SnowballI also saw an interesting take on the Snowball Activity. Students write down one comment and one question about a topic (notice and wonder), then wad up their papers and throw them around the room. Each student picks up a “snowball” and adds another comment and question. This is done again, until there are three of each. After the fourth toss of the snowballs, the students do not write, but instead debrief publicly as the teacher summarizes the comments and questions on the board. This is a strong way to have ALL students reflect on learning.

Jose Vilson (@TheJLV)JoseV

Jose’s most solid point was that public conversation on math education reform often does not include educators, especially those teaching the marginalized. He accurately stated that if the medical system in America were being discussed on cable news, there would be a doctor on the show, but you never see a teacher on TV talking about education.

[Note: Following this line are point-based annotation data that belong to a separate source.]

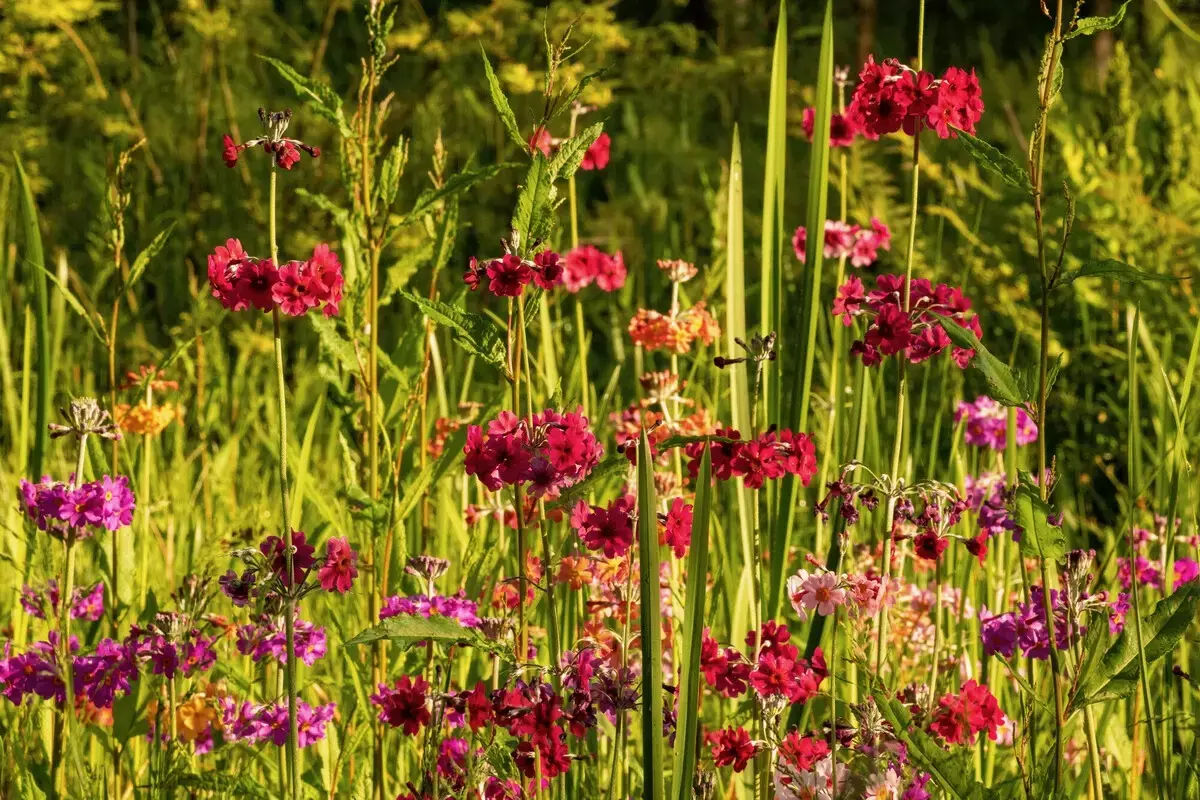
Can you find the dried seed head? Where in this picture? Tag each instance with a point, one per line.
(85, 417)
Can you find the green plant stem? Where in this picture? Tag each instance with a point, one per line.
(289, 607)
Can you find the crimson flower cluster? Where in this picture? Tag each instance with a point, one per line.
(917, 334)
(240, 281)
(550, 452)
(769, 456)
(588, 264)
(892, 97)
(64, 510)
(861, 245)
(960, 717)
(509, 275)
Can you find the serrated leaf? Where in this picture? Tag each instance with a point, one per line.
(1003, 384)
(1089, 25)
(1115, 674)
(1110, 268)
(322, 97)
(473, 332)
(502, 103)
(143, 259)
(406, 631)
(455, 185)
(1039, 539)
(570, 154)
(994, 161)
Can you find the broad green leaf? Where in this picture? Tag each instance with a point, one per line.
(994, 161)
(406, 631)
(1115, 674)
(145, 256)
(473, 332)
(1110, 268)
(651, 624)
(35, 258)
(571, 152)
(1003, 384)
(321, 97)
(1039, 539)
(502, 103)
(695, 618)
(455, 185)
(533, 216)
(1089, 25)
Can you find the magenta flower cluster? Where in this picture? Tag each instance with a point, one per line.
(61, 509)
(987, 423)
(550, 452)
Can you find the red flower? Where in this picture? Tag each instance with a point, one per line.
(597, 156)
(403, 707)
(677, 530)
(732, 747)
(508, 276)
(275, 551)
(341, 566)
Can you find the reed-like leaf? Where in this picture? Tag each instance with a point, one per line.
(688, 722)
(651, 623)
(797, 413)
(35, 264)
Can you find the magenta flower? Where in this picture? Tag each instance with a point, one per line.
(340, 569)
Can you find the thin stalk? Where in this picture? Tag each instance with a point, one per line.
(289, 607)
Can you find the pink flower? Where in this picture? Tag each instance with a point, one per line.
(340, 569)
(597, 156)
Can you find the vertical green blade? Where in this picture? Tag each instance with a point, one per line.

In many ways, Jose was calling us out to be activist on our campuses for the changes that we in the Blogosphere write so much about, particularly for students of color. He made a claim that really stuck with me: “We say that we teach math to all kids, but students of color are taught a different type of math than white students.” I know this is true on my campus, While my school is relatively diverse, the lower-level math classes are disproportionately populated by students with Hispanic surnames.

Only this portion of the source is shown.